The report states that pressure from the Federal Reserve, which was uneasy with plans by the project's partner Silvergate Bank Inc. to issue a Diem stablecoin, proved to be the "final blow" for Diem. An official Diem spokesperson told online publication The Verge that the Bloomberg report contained "some factual errors."
- Meta's crypto project, Diem, is looking for a buyer for its IP assets, according to a Bloomberg report.
- The project, which was launched in 2019, has undergone several iterations and weathered several controversies in its short life.
- Diem's closure is unlikely to have a major impact on the crypto ecosystem or on Meta's business, which has already pivoted toward becoming a metaverse platform.
Diem's Doomed Destiny
When it was first introduced in June 2019, Diem was known as Libra. Its original design envisaged a digital currency, backed by a basket of fiat currencies, available for use in the social media giant's network.
But the project raised hackles among regulators and economists across the globe. Some argued that the network effects available to Meta through its social network could increase its circulation and undermine fiat currencies of weak economies. Others raised antitrust concerns because Meta could become a crypto leader by forcing advertisers on its social network platform to use Diem in their transactions with the company. Regulators in the United States were also concerned with the cryptocurrency's privacy implications, considering previous infractions by Facebook, Meta's earlier avatar.
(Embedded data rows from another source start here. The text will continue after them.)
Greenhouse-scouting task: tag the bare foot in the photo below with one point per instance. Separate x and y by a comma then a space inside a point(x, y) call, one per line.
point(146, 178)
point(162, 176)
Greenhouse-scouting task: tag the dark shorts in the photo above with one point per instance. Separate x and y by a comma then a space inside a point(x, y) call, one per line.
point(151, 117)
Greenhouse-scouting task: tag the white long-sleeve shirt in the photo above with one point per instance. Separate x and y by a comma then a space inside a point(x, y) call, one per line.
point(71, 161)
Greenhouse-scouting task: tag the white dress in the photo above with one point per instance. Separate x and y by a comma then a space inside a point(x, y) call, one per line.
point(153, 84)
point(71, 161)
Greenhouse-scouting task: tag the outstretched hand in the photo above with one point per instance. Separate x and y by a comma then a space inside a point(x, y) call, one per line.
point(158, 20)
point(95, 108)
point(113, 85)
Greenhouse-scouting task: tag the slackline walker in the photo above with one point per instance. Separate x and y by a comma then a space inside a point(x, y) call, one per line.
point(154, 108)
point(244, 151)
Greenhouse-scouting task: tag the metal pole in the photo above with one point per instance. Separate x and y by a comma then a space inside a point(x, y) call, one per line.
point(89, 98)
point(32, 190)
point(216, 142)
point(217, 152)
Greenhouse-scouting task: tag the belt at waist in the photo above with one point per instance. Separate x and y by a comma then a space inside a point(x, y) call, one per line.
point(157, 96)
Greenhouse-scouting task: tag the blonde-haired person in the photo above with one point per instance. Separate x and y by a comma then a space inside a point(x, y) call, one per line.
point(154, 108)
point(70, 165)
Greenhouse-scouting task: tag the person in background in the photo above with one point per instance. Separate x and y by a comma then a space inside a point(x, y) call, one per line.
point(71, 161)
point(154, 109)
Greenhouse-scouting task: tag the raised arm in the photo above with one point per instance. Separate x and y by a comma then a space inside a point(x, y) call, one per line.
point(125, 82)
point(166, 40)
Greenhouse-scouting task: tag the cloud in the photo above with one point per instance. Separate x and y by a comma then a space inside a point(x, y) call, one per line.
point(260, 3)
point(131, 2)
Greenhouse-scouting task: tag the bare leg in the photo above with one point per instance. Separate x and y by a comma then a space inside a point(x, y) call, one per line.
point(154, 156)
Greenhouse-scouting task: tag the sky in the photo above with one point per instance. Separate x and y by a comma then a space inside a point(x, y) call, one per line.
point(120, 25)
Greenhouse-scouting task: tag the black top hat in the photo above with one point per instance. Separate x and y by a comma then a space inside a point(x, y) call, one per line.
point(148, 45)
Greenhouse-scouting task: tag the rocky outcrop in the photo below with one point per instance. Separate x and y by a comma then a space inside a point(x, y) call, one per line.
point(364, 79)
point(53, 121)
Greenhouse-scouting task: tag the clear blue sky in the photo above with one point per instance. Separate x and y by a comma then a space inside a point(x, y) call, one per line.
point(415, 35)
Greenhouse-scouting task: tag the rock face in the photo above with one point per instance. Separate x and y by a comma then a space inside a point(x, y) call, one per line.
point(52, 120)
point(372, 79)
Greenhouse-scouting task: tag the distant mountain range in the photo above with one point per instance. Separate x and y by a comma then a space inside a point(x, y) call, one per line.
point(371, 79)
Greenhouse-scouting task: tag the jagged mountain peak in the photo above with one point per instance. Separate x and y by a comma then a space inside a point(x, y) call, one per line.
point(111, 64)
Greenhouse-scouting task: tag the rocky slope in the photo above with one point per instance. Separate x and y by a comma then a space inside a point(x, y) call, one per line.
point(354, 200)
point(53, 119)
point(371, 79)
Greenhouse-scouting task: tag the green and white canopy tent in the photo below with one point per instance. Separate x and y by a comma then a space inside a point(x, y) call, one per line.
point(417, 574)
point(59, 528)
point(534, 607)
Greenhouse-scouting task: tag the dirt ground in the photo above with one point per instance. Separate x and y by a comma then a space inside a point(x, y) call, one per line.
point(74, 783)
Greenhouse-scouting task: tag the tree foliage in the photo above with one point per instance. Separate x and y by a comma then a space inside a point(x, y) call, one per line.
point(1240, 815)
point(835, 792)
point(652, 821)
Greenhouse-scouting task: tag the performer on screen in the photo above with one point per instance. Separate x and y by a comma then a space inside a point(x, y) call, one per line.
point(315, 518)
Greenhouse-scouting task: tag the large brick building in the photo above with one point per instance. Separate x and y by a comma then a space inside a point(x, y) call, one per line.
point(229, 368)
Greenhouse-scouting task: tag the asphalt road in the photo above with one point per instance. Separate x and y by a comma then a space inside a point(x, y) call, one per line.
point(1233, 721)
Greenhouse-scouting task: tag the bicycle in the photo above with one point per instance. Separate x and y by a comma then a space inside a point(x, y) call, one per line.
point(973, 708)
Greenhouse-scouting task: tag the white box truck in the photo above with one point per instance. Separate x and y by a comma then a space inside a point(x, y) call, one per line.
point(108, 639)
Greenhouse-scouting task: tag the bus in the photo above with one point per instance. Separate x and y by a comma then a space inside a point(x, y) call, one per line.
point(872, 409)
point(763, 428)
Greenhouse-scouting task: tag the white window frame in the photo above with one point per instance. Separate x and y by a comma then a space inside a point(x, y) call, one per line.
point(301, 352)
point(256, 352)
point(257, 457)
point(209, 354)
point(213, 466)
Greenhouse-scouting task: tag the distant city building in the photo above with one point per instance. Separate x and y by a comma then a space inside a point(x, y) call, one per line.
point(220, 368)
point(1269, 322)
Opposition to the project forced Meta to incorporate changes. Calibra, the project's wallet, became Novi, and the project was rechristened to Diem. The project pivoted from its original goal of a global stablecoin to a pared down version of multiple stablecoins backed by local currencies. Meanwhile, there was an exodus of partners from the project. Notable payment processors like Visa Inc. (V) and Mastercard Incorporated (MA), among others, left the project due to its regulatory tangles. There was also significant executive churn in the project that culminated in the departure of David Marcus, the project's lead since inception, last November. Diem was supposed to commence a pilot project in 2021, but there have been no updates.
What Happens Now?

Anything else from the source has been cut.